Clearly one of the saddest events of the past year has been to watch banks take great pains (and hurt some employees) to cut costs, only to have a great deal of these cost savings eaten up by increasing deposit insurance premiums. The accelerating pace in recent weeks of bank failures in large names such as Colonial and Guaranty has placed new concerns on what it will take to “shore up” the industry’s insurance fund.
Bank analyst Richard Bove said last week he expects the FDIC to levy special assessments against banks in the fourth quarter of this year and second quarter of 2010. He said these assessments could total $11 billion in 2010, on top of the same amount of regular assessments. “FDIC premiums could be 25 percent of the industry’s pretax income,” he wrote.
For banks, understanding just how much these assessments will be is another wild card.
At the same time, regulation is certain to increase operating costs for beleaguered banks next year.

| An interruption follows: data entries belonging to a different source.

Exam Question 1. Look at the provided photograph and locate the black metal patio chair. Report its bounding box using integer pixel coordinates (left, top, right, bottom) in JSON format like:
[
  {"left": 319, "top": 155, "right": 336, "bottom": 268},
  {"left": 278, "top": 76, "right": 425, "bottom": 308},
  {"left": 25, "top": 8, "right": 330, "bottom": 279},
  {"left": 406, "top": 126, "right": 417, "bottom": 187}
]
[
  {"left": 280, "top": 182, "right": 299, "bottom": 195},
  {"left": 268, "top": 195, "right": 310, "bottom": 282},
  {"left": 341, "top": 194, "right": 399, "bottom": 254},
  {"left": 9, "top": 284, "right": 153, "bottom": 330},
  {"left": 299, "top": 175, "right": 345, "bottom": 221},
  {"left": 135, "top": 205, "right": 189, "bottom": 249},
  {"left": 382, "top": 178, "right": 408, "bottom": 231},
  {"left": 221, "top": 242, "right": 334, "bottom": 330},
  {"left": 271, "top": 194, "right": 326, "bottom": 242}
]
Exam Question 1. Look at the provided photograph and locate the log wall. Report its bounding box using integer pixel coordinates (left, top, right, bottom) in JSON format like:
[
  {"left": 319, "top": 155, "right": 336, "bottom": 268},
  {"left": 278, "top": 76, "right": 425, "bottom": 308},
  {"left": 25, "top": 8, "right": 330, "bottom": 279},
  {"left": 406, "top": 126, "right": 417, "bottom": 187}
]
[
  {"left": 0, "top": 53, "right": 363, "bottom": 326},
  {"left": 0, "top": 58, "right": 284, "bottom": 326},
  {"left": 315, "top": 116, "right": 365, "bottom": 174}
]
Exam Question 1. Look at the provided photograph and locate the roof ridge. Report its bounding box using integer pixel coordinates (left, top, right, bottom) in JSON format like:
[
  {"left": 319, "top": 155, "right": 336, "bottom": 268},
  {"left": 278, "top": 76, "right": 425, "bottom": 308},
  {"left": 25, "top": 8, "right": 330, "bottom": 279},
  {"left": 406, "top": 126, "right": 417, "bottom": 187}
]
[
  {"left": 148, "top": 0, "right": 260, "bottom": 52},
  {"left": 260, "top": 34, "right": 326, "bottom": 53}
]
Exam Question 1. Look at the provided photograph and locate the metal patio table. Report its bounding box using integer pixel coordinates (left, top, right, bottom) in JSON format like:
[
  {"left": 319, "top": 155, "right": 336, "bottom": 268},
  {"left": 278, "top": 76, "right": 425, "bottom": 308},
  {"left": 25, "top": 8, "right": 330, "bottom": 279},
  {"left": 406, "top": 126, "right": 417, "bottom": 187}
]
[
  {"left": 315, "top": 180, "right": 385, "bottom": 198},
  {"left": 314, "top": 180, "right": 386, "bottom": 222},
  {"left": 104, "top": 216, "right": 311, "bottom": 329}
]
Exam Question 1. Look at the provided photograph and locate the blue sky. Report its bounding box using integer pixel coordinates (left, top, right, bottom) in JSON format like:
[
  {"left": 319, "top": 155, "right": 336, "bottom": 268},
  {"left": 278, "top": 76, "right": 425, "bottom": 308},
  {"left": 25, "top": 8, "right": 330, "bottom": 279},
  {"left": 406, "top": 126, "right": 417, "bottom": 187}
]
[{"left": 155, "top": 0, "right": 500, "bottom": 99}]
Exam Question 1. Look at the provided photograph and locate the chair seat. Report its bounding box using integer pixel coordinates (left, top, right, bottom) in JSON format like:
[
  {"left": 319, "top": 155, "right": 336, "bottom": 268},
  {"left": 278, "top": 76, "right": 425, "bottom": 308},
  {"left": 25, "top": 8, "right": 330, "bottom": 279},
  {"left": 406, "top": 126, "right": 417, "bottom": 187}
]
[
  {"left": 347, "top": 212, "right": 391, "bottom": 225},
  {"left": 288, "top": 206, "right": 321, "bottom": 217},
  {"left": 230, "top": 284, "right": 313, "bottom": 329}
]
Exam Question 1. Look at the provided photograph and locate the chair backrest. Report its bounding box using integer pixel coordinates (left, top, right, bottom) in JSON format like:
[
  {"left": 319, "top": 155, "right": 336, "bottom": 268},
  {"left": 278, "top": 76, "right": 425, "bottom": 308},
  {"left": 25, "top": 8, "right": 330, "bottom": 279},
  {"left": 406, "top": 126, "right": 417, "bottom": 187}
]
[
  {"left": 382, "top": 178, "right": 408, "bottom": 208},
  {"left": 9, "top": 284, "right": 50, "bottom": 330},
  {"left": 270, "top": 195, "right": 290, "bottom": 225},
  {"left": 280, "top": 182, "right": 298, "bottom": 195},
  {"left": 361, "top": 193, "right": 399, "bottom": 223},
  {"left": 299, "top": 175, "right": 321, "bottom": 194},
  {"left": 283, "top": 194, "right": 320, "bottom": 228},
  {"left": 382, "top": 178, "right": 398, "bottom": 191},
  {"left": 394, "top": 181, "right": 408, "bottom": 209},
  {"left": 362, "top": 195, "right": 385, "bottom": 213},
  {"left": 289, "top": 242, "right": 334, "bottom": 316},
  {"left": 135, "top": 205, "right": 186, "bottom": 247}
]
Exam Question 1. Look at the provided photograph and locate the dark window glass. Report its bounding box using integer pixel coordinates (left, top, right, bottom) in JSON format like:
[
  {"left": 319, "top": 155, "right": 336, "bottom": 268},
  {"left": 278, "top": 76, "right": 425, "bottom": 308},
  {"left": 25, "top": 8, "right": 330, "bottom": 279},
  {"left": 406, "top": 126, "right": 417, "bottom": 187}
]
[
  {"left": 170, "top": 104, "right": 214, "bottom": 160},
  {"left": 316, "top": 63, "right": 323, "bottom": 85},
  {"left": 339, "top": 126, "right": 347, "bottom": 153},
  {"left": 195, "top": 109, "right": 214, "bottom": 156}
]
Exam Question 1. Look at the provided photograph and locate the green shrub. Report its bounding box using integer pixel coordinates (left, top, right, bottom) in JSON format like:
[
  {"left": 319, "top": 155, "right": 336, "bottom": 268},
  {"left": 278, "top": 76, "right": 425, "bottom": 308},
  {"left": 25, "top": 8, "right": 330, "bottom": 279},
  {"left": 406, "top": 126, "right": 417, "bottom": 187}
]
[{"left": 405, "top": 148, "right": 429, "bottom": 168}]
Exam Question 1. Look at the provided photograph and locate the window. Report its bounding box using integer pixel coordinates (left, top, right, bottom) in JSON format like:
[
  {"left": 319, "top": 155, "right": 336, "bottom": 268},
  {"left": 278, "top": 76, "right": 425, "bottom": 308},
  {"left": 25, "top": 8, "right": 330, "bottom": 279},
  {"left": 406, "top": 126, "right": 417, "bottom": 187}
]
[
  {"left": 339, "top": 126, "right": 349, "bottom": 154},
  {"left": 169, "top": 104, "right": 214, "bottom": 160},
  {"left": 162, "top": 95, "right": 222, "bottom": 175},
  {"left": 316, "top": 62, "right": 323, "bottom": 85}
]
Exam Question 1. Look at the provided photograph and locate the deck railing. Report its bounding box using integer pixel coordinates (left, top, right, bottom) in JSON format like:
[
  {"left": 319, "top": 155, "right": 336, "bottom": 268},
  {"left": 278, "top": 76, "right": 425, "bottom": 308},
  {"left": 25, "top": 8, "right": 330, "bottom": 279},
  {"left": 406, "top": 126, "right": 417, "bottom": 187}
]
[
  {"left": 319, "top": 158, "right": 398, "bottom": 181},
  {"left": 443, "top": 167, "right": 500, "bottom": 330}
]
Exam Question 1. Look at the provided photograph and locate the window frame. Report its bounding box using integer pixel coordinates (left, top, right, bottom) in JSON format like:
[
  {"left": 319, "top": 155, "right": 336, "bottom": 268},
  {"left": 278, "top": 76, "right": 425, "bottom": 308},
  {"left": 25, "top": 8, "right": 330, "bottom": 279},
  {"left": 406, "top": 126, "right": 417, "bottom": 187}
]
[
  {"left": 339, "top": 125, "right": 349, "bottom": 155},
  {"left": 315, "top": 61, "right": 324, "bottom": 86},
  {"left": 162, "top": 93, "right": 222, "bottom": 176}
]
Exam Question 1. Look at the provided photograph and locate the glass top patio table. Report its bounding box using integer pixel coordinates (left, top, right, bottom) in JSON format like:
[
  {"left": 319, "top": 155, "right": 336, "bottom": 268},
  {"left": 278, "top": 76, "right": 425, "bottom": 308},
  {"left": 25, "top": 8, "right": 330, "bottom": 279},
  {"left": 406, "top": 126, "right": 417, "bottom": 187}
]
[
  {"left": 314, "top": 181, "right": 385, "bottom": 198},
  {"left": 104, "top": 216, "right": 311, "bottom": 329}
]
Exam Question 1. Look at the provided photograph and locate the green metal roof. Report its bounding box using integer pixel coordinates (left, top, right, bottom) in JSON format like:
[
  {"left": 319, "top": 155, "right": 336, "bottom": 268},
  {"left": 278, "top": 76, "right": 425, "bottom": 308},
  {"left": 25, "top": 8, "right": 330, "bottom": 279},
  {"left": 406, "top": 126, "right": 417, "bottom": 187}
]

We are already seeing this impact with credit card legislation passed in May (the statement project headaches are abounding across the country). Additionally, the potential impact of future overdraft and interchange regulation are making the non-interest income figures harder to predict for 2010.
So GonzoBankers, the truth about next year’s budget is that it will be based upon some very big “IF’s”. Trying to maintain credibility with a board of directors and investors in this environment requires a candid explanation of these wild cards and staying nimble.

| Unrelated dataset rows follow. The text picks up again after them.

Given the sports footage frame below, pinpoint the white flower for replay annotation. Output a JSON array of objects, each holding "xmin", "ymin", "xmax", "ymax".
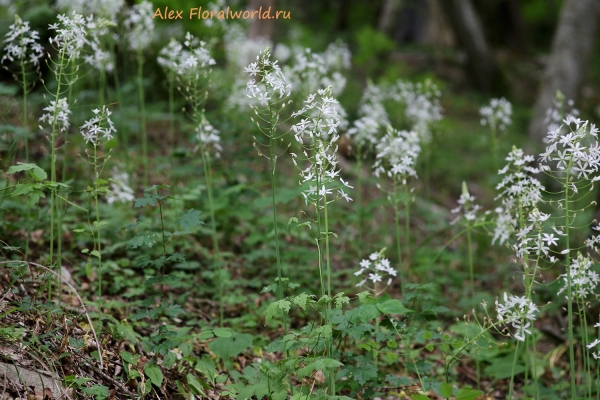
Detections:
[
  {"xmin": 40, "ymin": 97, "xmax": 71, "ymax": 132},
  {"xmin": 125, "ymin": 0, "xmax": 154, "ymax": 51},
  {"xmin": 0, "ymin": 16, "xmax": 44, "ymax": 67},
  {"xmin": 496, "ymin": 293, "xmax": 539, "ymax": 342},
  {"xmin": 354, "ymin": 249, "xmax": 398, "ymax": 288},
  {"xmin": 558, "ymin": 253, "xmax": 600, "ymax": 300},
  {"xmin": 48, "ymin": 11, "xmax": 88, "ymax": 62},
  {"xmin": 79, "ymin": 106, "xmax": 117, "ymax": 146}
]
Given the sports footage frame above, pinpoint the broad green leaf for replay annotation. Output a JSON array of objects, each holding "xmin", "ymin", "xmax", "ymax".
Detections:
[
  {"xmin": 6, "ymin": 163, "xmax": 48, "ymax": 182},
  {"xmin": 265, "ymin": 300, "xmax": 292, "ymax": 322},
  {"xmin": 440, "ymin": 382, "xmax": 452, "ymax": 398},
  {"xmin": 208, "ymin": 333, "xmax": 252, "ymax": 360},
  {"xmin": 377, "ymin": 299, "xmax": 413, "ymax": 314},
  {"xmin": 213, "ymin": 328, "xmax": 233, "ymax": 337},
  {"xmin": 185, "ymin": 374, "xmax": 206, "ymax": 397},
  {"xmin": 456, "ymin": 388, "xmax": 483, "ymax": 400}
]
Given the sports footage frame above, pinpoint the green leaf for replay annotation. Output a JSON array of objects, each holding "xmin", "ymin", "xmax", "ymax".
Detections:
[
  {"xmin": 133, "ymin": 196, "xmax": 158, "ymax": 208},
  {"xmin": 213, "ymin": 328, "xmax": 233, "ymax": 337},
  {"xmin": 6, "ymin": 163, "xmax": 48, "ymax": 182},
  {"xmin": 377, "ymin": 299, "xmax": 414, "ymax": 314},
  {"xmin": 177, "ymin": 208, "xmax": 204, "ymax": 232},
  {"xmin": 440, "ymin": 382, "xmax": 452, "ymax": 398},
  {"xmin": 185, "ymin": 374, "xmax": 207, "ymax": 397},
  {"xmin": 208, "ymin": 333, "xmax": 252, "ymax": 360},
  {"xmin": 144, "ymin": 364, "xmax": 163, "ymax": 387},
  {"xmin": 456, "ymin": 388, "xmax": 483, "ymax": 400},
  {"xmin": 265, "ymin": 300, "xmax": 292, "ymax": 322}
]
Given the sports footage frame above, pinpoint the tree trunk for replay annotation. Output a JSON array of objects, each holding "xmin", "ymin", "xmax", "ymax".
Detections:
[
  {"xmin": 529, "ymin": 0, "xmax": 600, "ymax": 147},
  {"xmin": 438, "ymin": 0, "xmax": 506, "ymax": 94}
]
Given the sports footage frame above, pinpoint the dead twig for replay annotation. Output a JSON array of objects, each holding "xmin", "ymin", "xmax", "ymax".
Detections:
[{"xmin": 0, "ymin": 261, "xmax": 104, "ymax": 369}]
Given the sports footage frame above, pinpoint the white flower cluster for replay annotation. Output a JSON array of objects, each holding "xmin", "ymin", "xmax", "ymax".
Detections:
[
  {"xmin": 512, "ymin": 207, "xmax": 566, "ymax": 262},
  {"xmin": 292, "ymin": 87, "xmax": 352, "ymax": 209},
  {"xmin": 195, "ymin": 118, "xmax": 223, "ymax": 158},
  {"xmin": 558, "ymin": 253, "xmax": 600, "ymax": 300},
  {"xmin": 244, "ymin": 48, "xmax": 290, "ymax": 106},
  {"xmin": 106, "ymin": 167, "xmax": 135, "ymax": 204},
  {"xmin": 48, "ymin": 11, "xmax": 88, "ymax": 62},
  {"xmin": 479, "ymin": 97, "xmax": 512, "ymax": 131},
  {"xmin": 286, "ymin": 42, "xmax": 351, "ymax": 96},
  {"xmin": 373, "ymin": 125, "xmax": 421, "ymax": 185},
  {"xmin": 388, "ymin": 80, "xmax": 442, "ymax": 143},
  {"xmin": 586, "ymin": 322, "xmax": 600, "ymax": 360},
  {"xmin": 125, "ymin": 0, "xmax": 154, "ymax": 51},
  {"xmin": 40, "ymin": 97, "xmax": 71, "ymax": 132},
  {"xmin": 540, "ymin": 115, "xmax": 600, "ymax": 178},
  {"xmin": 55, "ymin": 0, "xmax": 125, "ymax": 22},
  {"xmin": 83, "ymin": 16, "xmax": 115, "ymax": 72},
  {"xmin": 450, "ymin": 182, "xmax": 481, "ymax": 224},
  {"xmin": 175, "ymin": 32, "xmax": 216, "ymax": 79},
  {"xmin": 223, "ymin": 24, "xmax": 273, "ymax": 70},
  {"xmin": 354, "ymin": 249, "xmax": 398, "ymax": 287},
  {"xmin": 492, "ymin": 147, "xmax": 544, "ymax": 244},
  {"xmin": 79, "ymin": 106, "xmax": 117, "ymax": 147},
  {"xmin": 346, "ymin": 82, "xmax": 390, "ymax": 147},
  {"xmin": 0, "ymin": 16, "xmax": 44, "ymax": 67},
  {"xmin": 496, "ymin": 293, "xmax": 539, "ymax": 342}
]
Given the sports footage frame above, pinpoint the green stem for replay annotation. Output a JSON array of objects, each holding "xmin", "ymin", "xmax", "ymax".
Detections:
[
  {"xmin": 393, "ymin": 177, "xmax": 404, "ymax": 296},
  {"xmin": 137, "ymin": 48, "xmax": 148, "ymax": 187},
  {"xmin": 564, "ymin": 155, "xmax": 577, "ymax": 400},
  {"xmin": 508, "ymin": 340, "xmax": 520, "ymax": 400},
  {"xmin": 200, "ymin": 145, "xmax": 225, "ymax": 326}
]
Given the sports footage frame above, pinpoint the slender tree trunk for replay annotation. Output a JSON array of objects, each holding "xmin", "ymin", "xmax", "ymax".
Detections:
[
  {"xmin": 529, "ymin": 0, "xmax": 600, "ymax": 147},
  {"xmin": 438, "ymin": 0, "xmax": 506, "ymax": 94}
]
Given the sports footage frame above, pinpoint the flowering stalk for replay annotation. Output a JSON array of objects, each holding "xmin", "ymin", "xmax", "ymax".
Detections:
[
  {"xmin": 373, "ymin": 125, "xmax": 421, "ymax": 294},
  {"xmin": 292, "ymin": 87, "xmax": 352, "ymax": 395},
  {"xmin": 125, "ymin": 1, "xmax": 154, "ymax": 187},
  {"xmin": 175, "ymin": 32, "xmax": 226, "ymax": 325},
  {"xmin": 80, "ymin": 106, "xmax": 116, "ymax": 301},
  {"xmin": 40, "ymin": 12, "xmax": 87, "ymax": 284},
  {"xmin": 245, "ymin": 47, "xmax": 291, "ymax": 328}
]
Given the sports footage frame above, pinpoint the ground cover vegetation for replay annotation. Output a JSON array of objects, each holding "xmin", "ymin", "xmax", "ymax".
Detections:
[{"xmin": 0, "ymin": 0, "xmax": 600, "ymax": 400}]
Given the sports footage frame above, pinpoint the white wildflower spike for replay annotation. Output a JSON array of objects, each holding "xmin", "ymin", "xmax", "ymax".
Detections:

In recent months, I have seen many financial institutions planning to conduct their own mini stress tests around the aforementioned wild cards as part of their capital planning and budget process. For instance, they are running a version of the model with an increase in loan loss provision from a CRE “second shoe” that drops. They are running ALCO shocks of 400 – 500 bp, not just the typical 300 bp, to see just how resilient their balance sheet can be if a fast rising rate environment were to occur, and they are noting the real possibility of charges for regulatory assessments that will impact both earnings and capital. These types of contingency plans are also being run by credit unions, which face similar challenges and more assessments from failing natural person and weakened corporate credit unions.
The fact is, many banks will have a base case budget but then several other versions that show the band of possibilities for next year based upon this crazy landscape. Maybe 2010 will mark the beginning of recovery and the bottom that foretold better times, but for all, it will be a year during which updating the monthly forecast and being ready to implement contingency plans when budget assumptions change will be the mandate. Ladies and Gentleman, start your spreadsheets and best of luck!